Yves Smith of Naked Capitalism submits:
Fragility seems to be the word on everyone’s lips today. As reported in the Financial Times, UBS market strategist William O’Donnell said that the commercial paper markets had dried up and, “Now the buyers are only interested in Treasury bills.”
Overnight, Rams, an Australian home lender that, while not exposed to US subprime, had been making no-down-payment mortgages in Australia, was unable to extend $5 billion of commercial paper and had to seek emergency funding. Similarly, in Canada, ten financial institutions are orchestrating a bail-out of certain commercial paper trusts to alleviate a seize-up in its $37 billion CP market.
No wonder we have comments like this. From economist Thomas Palley:
As recently as ten days ago Fed policy was focused on containing inflation. Now, within the blink of an eye, the evaporation of confidence among Wall Street lenders has created conditions warranting an emergency rate cut to save the economy. This power of financial markets is rooted in a new business cycle that emerged in the 1980s and which has made the economy increasingly dependent on debt to fuel expansions. The creation of debt in turn relies on highly leveraged financial intermediaries that package and re-package loans while promising liquidity they are unable to deliver. As a result, the system has become fragile.

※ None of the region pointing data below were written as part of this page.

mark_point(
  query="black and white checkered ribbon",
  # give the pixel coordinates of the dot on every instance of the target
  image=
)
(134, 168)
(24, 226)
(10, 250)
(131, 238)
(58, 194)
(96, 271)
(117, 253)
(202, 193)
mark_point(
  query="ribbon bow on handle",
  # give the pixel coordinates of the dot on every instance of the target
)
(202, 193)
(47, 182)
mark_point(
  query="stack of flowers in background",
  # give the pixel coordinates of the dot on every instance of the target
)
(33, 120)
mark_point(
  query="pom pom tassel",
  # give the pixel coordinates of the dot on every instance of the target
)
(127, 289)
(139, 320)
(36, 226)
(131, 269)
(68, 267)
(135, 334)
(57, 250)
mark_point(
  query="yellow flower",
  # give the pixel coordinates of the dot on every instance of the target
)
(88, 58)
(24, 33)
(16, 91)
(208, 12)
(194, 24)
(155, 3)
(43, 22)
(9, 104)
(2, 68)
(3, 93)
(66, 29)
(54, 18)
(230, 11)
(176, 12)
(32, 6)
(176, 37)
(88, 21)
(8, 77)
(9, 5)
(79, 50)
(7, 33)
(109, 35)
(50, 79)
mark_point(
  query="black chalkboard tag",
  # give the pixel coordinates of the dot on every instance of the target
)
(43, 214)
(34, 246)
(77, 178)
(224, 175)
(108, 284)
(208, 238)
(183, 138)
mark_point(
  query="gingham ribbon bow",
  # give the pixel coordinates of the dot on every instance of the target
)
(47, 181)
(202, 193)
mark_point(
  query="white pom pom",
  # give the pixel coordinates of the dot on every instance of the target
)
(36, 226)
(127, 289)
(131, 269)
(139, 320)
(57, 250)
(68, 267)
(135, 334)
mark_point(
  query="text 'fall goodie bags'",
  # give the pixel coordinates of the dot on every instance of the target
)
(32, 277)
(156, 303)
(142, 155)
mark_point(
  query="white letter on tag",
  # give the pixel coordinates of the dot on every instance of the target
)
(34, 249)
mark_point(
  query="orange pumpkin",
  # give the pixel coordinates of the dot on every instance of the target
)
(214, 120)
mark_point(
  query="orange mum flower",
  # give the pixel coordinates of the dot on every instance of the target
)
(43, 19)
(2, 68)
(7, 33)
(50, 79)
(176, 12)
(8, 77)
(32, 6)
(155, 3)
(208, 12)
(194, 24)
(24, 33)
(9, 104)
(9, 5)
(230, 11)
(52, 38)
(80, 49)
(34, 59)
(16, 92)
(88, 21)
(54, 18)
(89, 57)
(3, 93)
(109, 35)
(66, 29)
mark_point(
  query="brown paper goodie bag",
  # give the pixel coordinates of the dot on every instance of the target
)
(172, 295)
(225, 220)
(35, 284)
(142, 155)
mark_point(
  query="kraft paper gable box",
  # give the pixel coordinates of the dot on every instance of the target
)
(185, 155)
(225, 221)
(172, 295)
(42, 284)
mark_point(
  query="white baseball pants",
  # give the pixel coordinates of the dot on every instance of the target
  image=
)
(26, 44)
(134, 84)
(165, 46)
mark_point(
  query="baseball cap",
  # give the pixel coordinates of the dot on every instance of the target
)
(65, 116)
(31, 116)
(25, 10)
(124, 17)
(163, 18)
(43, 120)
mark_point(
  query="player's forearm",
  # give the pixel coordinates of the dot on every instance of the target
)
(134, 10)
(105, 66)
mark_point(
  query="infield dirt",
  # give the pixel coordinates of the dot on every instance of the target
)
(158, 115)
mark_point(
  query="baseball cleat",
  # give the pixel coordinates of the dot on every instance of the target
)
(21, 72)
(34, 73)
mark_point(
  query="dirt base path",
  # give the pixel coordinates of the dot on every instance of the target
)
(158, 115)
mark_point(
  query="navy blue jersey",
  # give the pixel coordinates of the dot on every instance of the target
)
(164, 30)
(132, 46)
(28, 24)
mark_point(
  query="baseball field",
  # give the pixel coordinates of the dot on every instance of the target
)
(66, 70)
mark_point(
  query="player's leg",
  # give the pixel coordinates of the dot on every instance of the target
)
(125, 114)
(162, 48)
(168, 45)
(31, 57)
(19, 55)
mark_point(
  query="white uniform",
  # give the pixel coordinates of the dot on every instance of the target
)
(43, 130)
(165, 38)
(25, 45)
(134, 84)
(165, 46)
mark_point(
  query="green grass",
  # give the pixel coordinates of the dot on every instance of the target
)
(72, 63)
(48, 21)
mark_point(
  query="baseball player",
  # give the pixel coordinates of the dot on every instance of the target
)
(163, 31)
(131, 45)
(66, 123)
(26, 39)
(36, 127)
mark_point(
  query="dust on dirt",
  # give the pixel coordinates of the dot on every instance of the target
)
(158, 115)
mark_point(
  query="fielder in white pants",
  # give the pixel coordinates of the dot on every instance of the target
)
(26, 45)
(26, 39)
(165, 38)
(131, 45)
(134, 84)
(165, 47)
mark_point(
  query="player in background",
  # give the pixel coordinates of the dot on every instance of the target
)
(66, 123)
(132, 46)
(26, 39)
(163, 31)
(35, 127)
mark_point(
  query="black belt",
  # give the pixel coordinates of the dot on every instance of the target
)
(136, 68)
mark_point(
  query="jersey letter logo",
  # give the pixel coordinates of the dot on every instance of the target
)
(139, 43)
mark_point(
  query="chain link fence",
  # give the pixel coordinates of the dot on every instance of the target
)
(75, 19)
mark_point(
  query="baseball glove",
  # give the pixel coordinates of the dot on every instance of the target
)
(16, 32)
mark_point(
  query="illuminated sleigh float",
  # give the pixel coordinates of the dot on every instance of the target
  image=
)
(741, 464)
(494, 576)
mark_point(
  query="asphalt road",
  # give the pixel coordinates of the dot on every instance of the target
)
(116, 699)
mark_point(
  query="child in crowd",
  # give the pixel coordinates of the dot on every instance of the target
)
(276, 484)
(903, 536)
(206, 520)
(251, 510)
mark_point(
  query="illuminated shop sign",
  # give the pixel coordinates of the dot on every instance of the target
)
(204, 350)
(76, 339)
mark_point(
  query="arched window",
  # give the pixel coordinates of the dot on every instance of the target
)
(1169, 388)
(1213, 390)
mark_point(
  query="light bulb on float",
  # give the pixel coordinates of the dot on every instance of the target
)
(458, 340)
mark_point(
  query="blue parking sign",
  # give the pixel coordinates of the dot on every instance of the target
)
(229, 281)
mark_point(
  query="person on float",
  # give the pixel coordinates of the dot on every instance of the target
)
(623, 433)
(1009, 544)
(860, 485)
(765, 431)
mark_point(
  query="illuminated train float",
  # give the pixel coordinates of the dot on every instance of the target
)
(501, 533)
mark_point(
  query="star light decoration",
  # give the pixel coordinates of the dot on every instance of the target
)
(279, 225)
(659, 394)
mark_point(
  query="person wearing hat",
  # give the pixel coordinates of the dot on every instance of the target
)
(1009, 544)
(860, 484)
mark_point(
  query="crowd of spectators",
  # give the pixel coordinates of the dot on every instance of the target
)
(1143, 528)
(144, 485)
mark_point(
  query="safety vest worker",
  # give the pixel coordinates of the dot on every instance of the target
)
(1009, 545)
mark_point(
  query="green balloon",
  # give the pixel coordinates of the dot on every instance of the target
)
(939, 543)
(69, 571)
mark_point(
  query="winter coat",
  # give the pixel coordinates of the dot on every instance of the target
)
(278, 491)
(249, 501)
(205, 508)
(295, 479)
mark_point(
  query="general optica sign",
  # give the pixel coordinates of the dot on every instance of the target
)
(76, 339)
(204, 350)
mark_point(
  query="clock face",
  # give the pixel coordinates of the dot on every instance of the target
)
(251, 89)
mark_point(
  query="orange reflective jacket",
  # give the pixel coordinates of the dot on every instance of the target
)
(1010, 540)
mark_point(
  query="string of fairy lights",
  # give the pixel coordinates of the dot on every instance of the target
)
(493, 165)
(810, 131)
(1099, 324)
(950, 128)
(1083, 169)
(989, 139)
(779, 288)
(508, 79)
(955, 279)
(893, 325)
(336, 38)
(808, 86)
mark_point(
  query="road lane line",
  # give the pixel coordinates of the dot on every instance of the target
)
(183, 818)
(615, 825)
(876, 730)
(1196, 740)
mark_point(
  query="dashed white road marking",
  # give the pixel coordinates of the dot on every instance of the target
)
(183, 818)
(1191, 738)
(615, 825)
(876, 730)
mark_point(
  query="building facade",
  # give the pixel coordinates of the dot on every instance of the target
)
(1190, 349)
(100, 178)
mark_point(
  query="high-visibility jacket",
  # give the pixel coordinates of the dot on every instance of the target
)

Similarly, from Harvard’s Dani Rodrik:
But financial fragility surely has implications for the real economy. Is this the necessary downside of a sophisticated financial system? Or can we do better with an improved regulatory and prudential structure?
Now when the dust settles, we are sure to see a rewriting of recent financial history and in particular, some tough questions put to regulatory who gave cheery assurance that everything was for the best in this best of all possible worlds of financial innovation.
The sad thing is that it will be Timothy Geithner, president of the New York Fed, who had in general been forthcoming, who is likely to get a lot of heat. He was put in the no-win position of being asked to lead oversight of derivatives and other new products, when he suffered the double disadvantage of not having any real regulatory authority and being given that role in a Fed philosophically opposed to meaningful supervision.
Nevertheless, it’s not clear whether Geithner drank the Kool-Aid or simply felt constrained to make only anodyne comments. From a March speech:
In systems where credit is more market-based and more credit risk is in leveraged financial institutions outside the banking system, a sharp rise in asset-price volatility and the concomitant reduction in market liquidity, can potentially have greater negative effects on credit markets. If losses in these institutions force them to withdraw from credit markets, credit availability will decline, unless or until other institutions in a stronger financial position are willing to step in. The greater connection between asset-price volatility, market liquidity and the credit mechanism is the necessary consequence of a system in which credit risk is dispersed outside the banking system, including among leveraged funds. This does not make the system less stable, though, only different. For if risk is spread more broadly, shocks should be absorbed with less trauma. Moreover, the system as a whole may be less vulnerable to distortions introduced by the moral hazard associated with the access that banks have to the safety net.
A second issue we need to consider stems from the complexity of the new credit instruments, the challenges they present in terms of valuation and risk measurement and their short history of experience in times of stress.
Even the most sophisticated participants in the markets for these instruments find the risk management challenges associated with these instruments daunting. This raises the prospect of unanticipated losses. Default rates are harder to predict where there has been a substantial change in the financial attributes of borrowers. The prices of instruments may not respond as expected to a given change in losses or in the value of the assets underlying these instruments. Hedging strategies may prove to be less effective than expected. Similarly rated instruments can behave very differently in stress events….
A third issue relates to the dynamics of failure and the infrastructure that supports these markets. The dramatic growth in the volume of over-the-counter derivatives and the growth in the number and size of leveraged funds inevitably complicate the resolution of the failure of a large financial institution that is active in these markets. The sheer number of financial contracts that would have to be unraveled in the context of a default, the challenge that a former colleague of mine likes to refer to as “unscrambling the eggs,” could exacerbate and prolong uncertainty, and complicate the process of resolution…
All these challenges merit attention. They describe some of the risks that have accompanied the substantial benefits of credit market innovation. And they help illustrate why these broad changes in financial markets may have contributed to a system where the probability of a major crisis seems likely to be lower, but the losses associated with such a crisis may be greater or harder to mitigate….
It seems that Geithner, like the quants, underestimated tail risk.